Once you shift your audience over to your own site, you can set the price and you’ll earn more for each subscription or microtransaction to unlock digital content. Now that your fans are congregating on your platform, you can market products with an even higher profit potential—like a printed version of your serial novel or series.
Compiling story arcs into a novel or series of printed books creates a new product you can offer to your existing serial readers. You can also market to people who don’t generally read serial fiction online but do love to read books. And with print-on-demand, you can create versions of your book to meet a variety of purposes.
That might include special edition hardcovers for subscribers or a series of low-cost paperbacks for fans who like reading physical books.

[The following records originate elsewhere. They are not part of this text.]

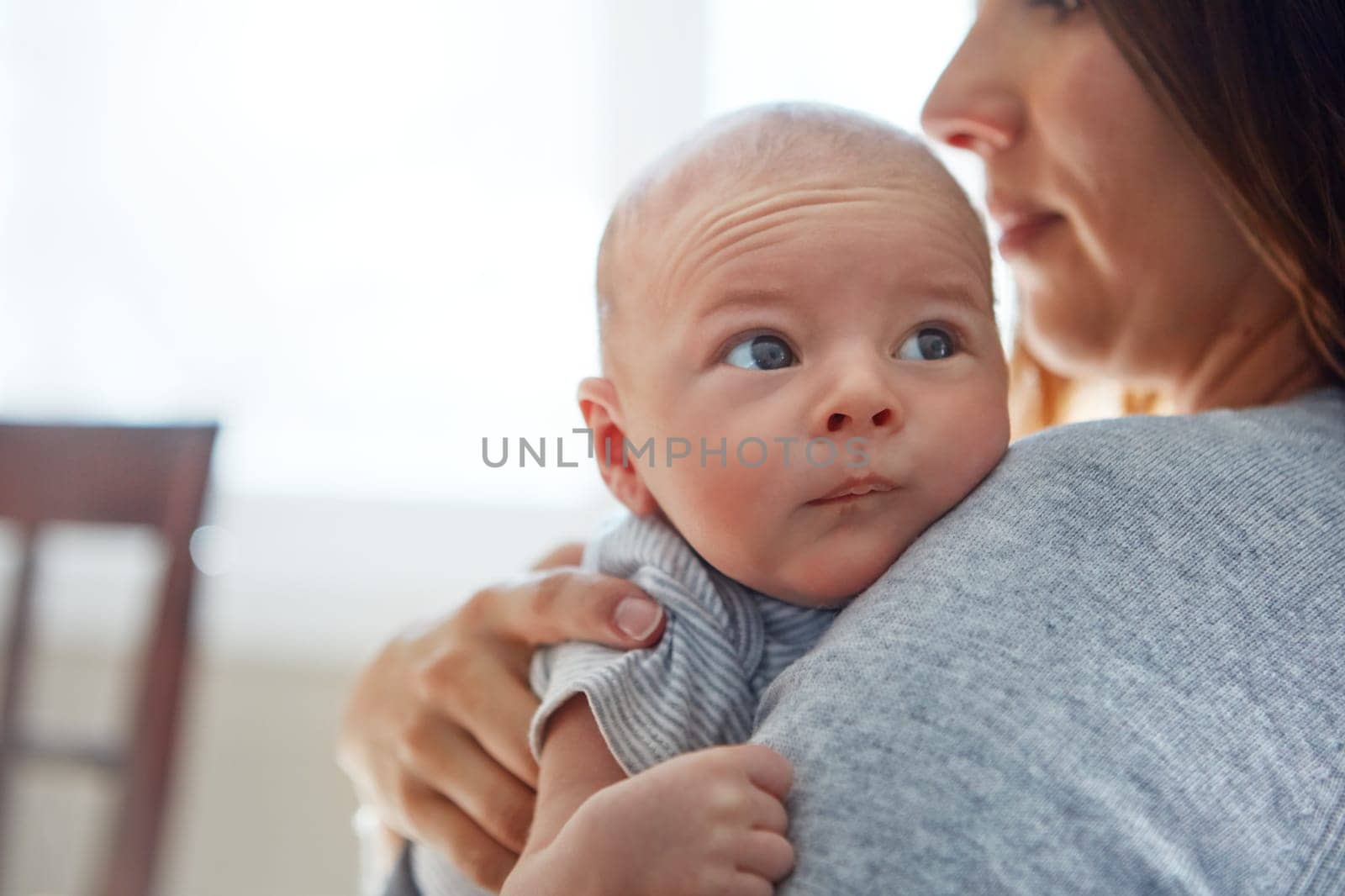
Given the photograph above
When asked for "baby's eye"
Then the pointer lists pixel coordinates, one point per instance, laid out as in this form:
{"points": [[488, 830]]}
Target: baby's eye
{"points": [[760, 353], [931, 343]]}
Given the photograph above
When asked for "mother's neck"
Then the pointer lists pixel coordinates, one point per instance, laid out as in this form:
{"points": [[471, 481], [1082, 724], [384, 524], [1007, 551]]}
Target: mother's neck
{"points": [[1261, 356]]}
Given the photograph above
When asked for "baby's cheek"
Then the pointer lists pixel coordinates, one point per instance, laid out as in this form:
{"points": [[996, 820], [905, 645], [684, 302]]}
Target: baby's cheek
{"points": [[730, 513]]}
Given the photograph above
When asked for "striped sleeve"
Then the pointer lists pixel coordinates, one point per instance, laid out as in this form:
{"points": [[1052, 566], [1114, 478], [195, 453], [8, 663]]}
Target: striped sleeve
{"points": [[686, 692]]}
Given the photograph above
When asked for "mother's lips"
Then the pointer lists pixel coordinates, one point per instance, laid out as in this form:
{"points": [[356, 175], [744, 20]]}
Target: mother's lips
{"points": [[1021, 224], [1026, 230]]}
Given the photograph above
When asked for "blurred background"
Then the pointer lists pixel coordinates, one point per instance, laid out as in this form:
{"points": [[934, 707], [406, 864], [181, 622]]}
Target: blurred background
{"points": [[360, 235]]}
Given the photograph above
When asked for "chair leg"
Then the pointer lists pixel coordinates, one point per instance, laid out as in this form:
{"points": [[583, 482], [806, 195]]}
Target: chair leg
{"points": [[15, 665], [151, 759]]}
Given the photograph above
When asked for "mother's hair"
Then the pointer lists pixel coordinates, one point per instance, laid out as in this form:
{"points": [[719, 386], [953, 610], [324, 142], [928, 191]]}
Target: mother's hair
{"points": [[1257, 87]]}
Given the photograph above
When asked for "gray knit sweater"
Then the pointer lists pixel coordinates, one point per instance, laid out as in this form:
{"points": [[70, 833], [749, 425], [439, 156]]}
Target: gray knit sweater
{"points": [[1116, 667]]}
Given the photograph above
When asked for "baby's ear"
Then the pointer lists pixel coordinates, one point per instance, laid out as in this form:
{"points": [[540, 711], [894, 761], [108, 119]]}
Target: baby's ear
{"points": [[602, 409]]}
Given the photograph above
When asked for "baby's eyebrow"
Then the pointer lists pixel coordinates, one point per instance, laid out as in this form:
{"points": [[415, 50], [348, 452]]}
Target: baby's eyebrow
{"points": [[955, 293], [736, 299]]}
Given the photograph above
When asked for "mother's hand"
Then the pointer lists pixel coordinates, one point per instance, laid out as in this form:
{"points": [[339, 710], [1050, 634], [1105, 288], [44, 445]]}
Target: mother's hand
{"points": [[435, 734]]}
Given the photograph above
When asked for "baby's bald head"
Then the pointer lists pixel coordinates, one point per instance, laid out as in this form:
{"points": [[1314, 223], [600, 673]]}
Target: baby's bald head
{"points": [[787, 145]]}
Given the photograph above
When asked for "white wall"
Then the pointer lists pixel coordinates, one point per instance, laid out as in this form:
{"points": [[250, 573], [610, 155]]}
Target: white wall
{"points": [[361, 235]]}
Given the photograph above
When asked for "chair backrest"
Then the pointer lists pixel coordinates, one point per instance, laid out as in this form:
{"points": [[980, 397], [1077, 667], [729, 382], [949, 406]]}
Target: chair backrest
{"points": [[108, 474]]}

Ways to Use Serial Fiction to Build an Audience
Serializing your content naturally creates an audience. You’ve got a cast of characters and a series of adventures (or maybe misadventures) that continue to build and evolve those characters. If you’re fans like it, there is a good chance they’ll come back again and again for each new installment.
Knowing this, you need to look for ways to continue to engage with your readers. That might mean getting them on your mailing list or following you on a social media platform. Building a community around your work is one proven way to establish true fans and ensure you have eager customers when your next book is ready to publish.
If you think of your serial publishing as being akin to blog content to earn organic traffic from search engines or social posts to build a following, you can operate like a content marketer. Using your content as a tool to build an audience will help ensure you’ve got fans to buy your next story or product—this is the foundation of a thriving author business!
Building Your Serial Fiction Business
Serializing your work is just one way to create a new connection with your audience and potentially new revenue streams. Serializing is not a static methodology—you can ‘trickle’ content out to your audience in a variety of ways. The defining feature is that you give small, easy-to-digest stories driven by compelling characters.
How you deliver that story could vary from novellas to Tweets to a comic to audio—and the list goes on. The point is to find unique ways to offer your creative work that builds a relationship with your audience. That relationship will pay dividends when you produce more involved (and expensive) work such as a full-length novel. When you offer your work in small doses, you give your readers a taste and an opportunity to develop a connection to characters that will keep them coming back for more.